Drew peered down at the black and white scene scanning the faces in the crowd, the faces of his friends playing on the stage.

“Wow. I can’t believe you found this.”

Drew’s face was a strange mixture of amazement and grief. His expression showed that he was fully aware that he was staring at the last night of his life, the last moments he had spent before he was pushed off the bridge. There was no rage or anger on his face; nothing to show that he was aware that, as he skimmed over the nameless faces, he was possibly staring into the face of his murderer. Or if he did, he was trying to keep his emotions in check.

I took a deep shaky breath and stabbed my finger at the blurry face that was turned up at the stage in disgust and loathing.

“I think that this was who probably started the fight at the gig,” I swallowed hard, feeling choked by what I was telling him, by what I thought I had worked out. “If he started the fight, was dealing out punches and kicks…” I trailed off, letting the charged silence buzz between us like electricity.

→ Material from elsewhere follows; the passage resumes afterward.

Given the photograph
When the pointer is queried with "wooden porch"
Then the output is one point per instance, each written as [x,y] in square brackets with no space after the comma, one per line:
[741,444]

I leant back, cringing, waiting for the moment Drew would understand what I was trying to get at.

Drew’s head snapped up, his grey eyes wide, boring into mine. I knew he had followed my train of thought exactly; he didn’t need me to finish the sentence because he knew.

“If he started the fight,” he began in a seething tone, a whisper so dark and menacing I found myself physically stepping back, away from him. “If he started it then he probably finished it…with a push.”

He wrenched his eyes away from mine and looked back at the photograph in his hand. I knew that this was it. This was the breakthrough that Drew had been waiting for for fifteen years. The moment was here.

“Michael Whittaker,” I breathed, looking at Drew’s face for some recognition of the name. “He’s thirty three now.” Drew’s face whipped back up. “He would have been eighteen in 1998, the same age as you.”

Drew’s eyes grew larger. “It was him, wasn’t it?” he breathed.

“We don’t know that yet,” I said looking back at the picture; I couldn’t look at Drew’s face anymore. “But it certainly looks like he was pretty angry about something.”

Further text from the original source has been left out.